The Rebels Effectively Caged.

He kept his promise. The Rebels were caged. They fled in haste across the country to Tiptonville, where they supposed their steamboats awaited them. Instead, they found two of our iron-clads lying in front of the town, and learned that Pope held the river even ten miles below. The trap was complete. On their front was Tiptonville, with the cavernous eyes of the Carondelet and the Pittsburgh ominously scrutinizing them. At their left was an impassable line of lake and slough; at their right a dry region, bounded by the river, and held by our troops; in their rear, Pope's army was hotly pursuing them.
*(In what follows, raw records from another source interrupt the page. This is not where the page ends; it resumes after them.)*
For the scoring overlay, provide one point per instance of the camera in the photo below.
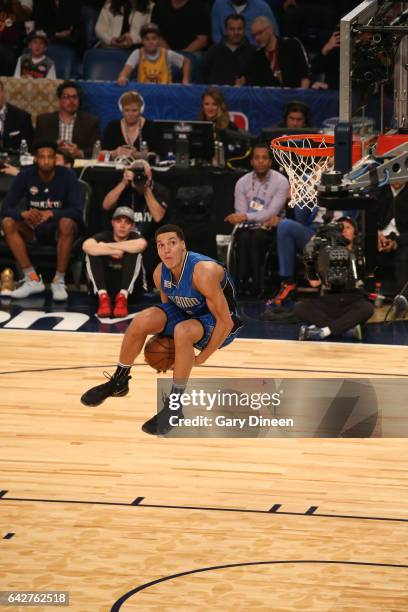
(327, 257)
(139, 175)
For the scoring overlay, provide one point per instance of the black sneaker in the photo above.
(97, 395)
(159, 424)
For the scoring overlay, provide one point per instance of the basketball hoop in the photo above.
(304, 157)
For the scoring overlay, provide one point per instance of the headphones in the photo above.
(136, 98)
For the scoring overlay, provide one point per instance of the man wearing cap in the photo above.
(152, 63)
(53, 207)
(114, 263)
(36, 64)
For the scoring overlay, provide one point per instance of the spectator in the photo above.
(152, 63)
(326, 64)
(249, 9)
(114, 264)
(392, 241)
(13, 14)
(60, 19)
(52, 204)
(296, 114)
(184, 24)
(227, 62)
(214, 108)
(123, 137)
(260, 198)
(74, 129)
(149, 200)
(62, 158)
(15, 124)
(119, 22)
(280, 62)
(36, 64)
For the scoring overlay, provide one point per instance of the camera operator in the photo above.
(147, 199)
(335, 263)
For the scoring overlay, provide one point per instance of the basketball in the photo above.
(159, 353)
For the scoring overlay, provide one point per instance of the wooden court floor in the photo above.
(123, 521)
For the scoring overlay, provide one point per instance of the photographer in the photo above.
(147, 199)
(334, 261)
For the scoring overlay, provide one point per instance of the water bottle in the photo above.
(96, 149)
(144, 150)
(25, 157)
(215, 161)
(221, 155)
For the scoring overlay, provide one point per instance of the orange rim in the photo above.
(306, 151)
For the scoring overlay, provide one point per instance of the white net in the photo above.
(304, 164)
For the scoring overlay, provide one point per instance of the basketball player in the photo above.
(198, 310)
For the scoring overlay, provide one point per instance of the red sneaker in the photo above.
(120, 309)
(105, 307)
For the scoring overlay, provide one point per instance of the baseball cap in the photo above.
(38, 34)
(124, 211)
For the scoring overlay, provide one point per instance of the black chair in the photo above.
(44, 256)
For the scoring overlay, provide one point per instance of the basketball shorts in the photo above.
(176, 315)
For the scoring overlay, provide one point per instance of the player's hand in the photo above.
(199, 359)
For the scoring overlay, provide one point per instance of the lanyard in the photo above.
(264, 185)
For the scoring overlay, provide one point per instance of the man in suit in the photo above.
(15, 124)
(72, 128)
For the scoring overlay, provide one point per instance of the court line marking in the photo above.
(217, 367)
(118, 603)
(3, 498)
(349, 345)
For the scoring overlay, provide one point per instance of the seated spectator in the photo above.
(36, 64)
(296, 115)
(338, 311)
(279, 62)
(248, 9)
(52, 204)
(60, 19)
(152, 63)
(291, 237)
(260, 198)
(123, 137)
(72, 128)
(114, 264)
(227, 62)
(148, 199)
(326, 64)
(62, 158)
(214, 108)
(13, 14)
(120, 21)
(15, 124)
(392, 240)
(184, 24)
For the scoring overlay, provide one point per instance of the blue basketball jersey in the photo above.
(183, 294)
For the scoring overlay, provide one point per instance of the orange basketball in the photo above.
(159, 353)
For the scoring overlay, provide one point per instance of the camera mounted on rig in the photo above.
(328, 259)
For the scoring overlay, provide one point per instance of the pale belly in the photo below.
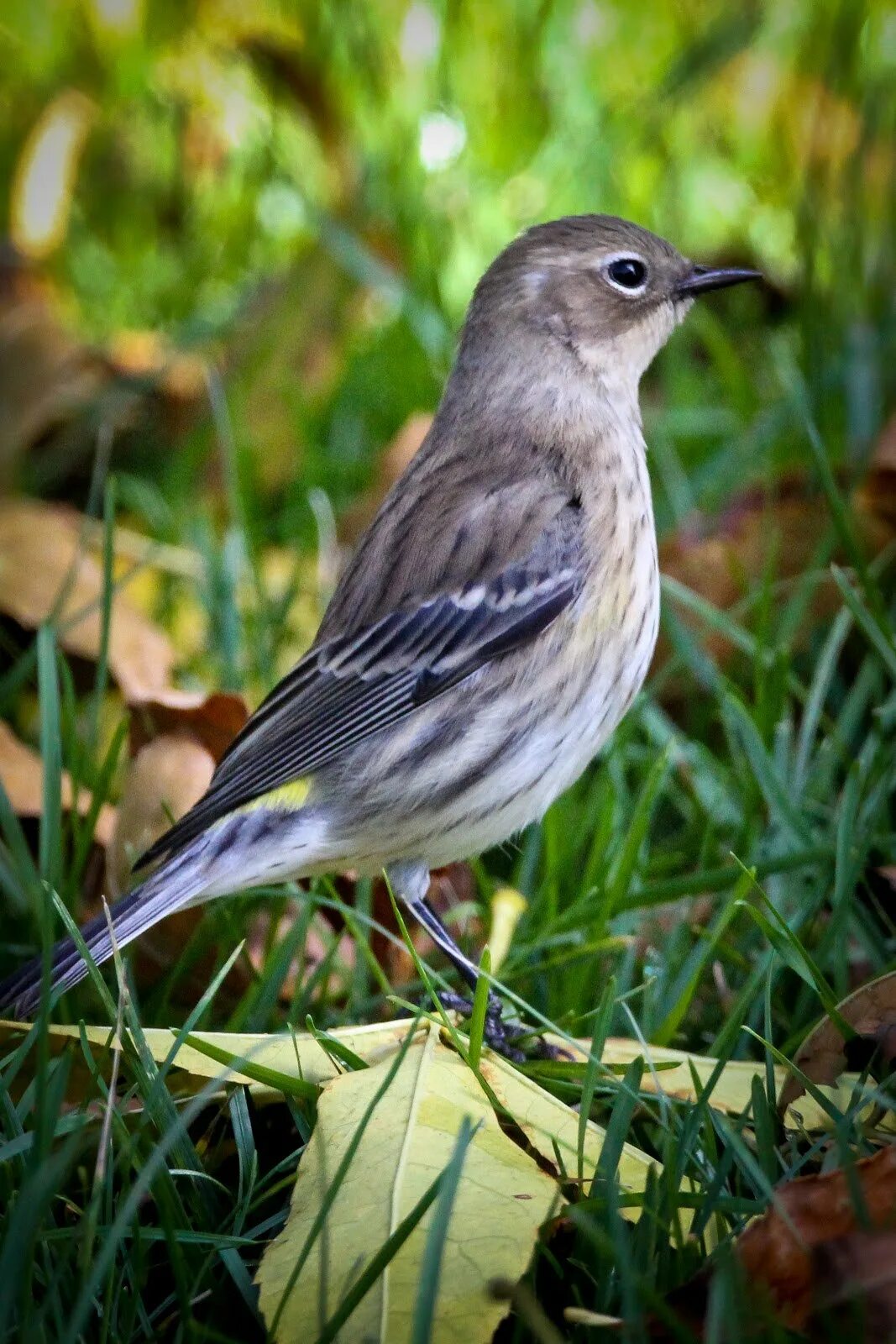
(476, 769)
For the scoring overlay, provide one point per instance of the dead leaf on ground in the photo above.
(876, 496)
(681, 1074)
(391, 464)
(871, 1011)
(22, 777)
(42, 564)
(54, 387)
(720, 558)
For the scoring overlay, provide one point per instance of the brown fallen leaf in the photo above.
(45, 571)
(802, 1257)
(720, 558)
(855, 1280)
(871, 1011)
(449, 887)
(782, 1252)
(212, 721)
(22, 777)
(163, 781)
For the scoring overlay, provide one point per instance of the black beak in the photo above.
(701, 280)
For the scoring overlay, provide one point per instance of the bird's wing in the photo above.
(351, 685)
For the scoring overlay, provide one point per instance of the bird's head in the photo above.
(605, 291)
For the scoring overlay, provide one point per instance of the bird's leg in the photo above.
(410, 884)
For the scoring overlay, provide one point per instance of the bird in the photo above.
(490, 631)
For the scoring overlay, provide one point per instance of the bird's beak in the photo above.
(703, 279)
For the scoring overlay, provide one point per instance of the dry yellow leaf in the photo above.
(501, 1200)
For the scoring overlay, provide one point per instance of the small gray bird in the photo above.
(493, 627)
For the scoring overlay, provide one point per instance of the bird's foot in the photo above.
(499, 1035)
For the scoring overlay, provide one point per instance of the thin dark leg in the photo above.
(411, 884)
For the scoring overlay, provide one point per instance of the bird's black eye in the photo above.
(627, 273)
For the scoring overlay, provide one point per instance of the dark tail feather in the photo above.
(172, 887)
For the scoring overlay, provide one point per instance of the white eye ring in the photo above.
(636, 262)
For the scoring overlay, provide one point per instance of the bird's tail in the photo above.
(179, 882)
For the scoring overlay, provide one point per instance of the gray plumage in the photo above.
(497, 617)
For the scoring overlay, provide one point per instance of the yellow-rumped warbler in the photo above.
(493, 627)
Some leaped into the lake or plunged into the swamps, trying to escape. Three times the Rebel forces drew up in line of battle; but they were too much demoralized to fight, and, after a weary night, they surrendered unconditionally.

At sunrise, long files of stained, bedraggled soldiers, in butternut and jeans, began to move sadly into a great corn-field, and stack their arms. The prisoners numbered twenty-eight hundred. We captured upward of a hundred heavy guns, twenty-five field-pieces, half a dozen steamboats, and immense supplies of provisions and ammunition. The victory was won with trifling loss of life, and reflected the highest credit both upon the land and water forces. The army and the navy, fitting together like the two blades of the scissors, had cut the gordian knot.

Pope telegraphed to Halleck that, if steamboats could be furnished him, in four days he would plant the Stars and Stripes in Memphis. Halleck, as usual, engrossed in strategy, declined to supply the transportation.

The Northern Flood Rolling on.

But the great northern flood rolled on toward the Gulf, and in its resistless torrent was no refluent wave.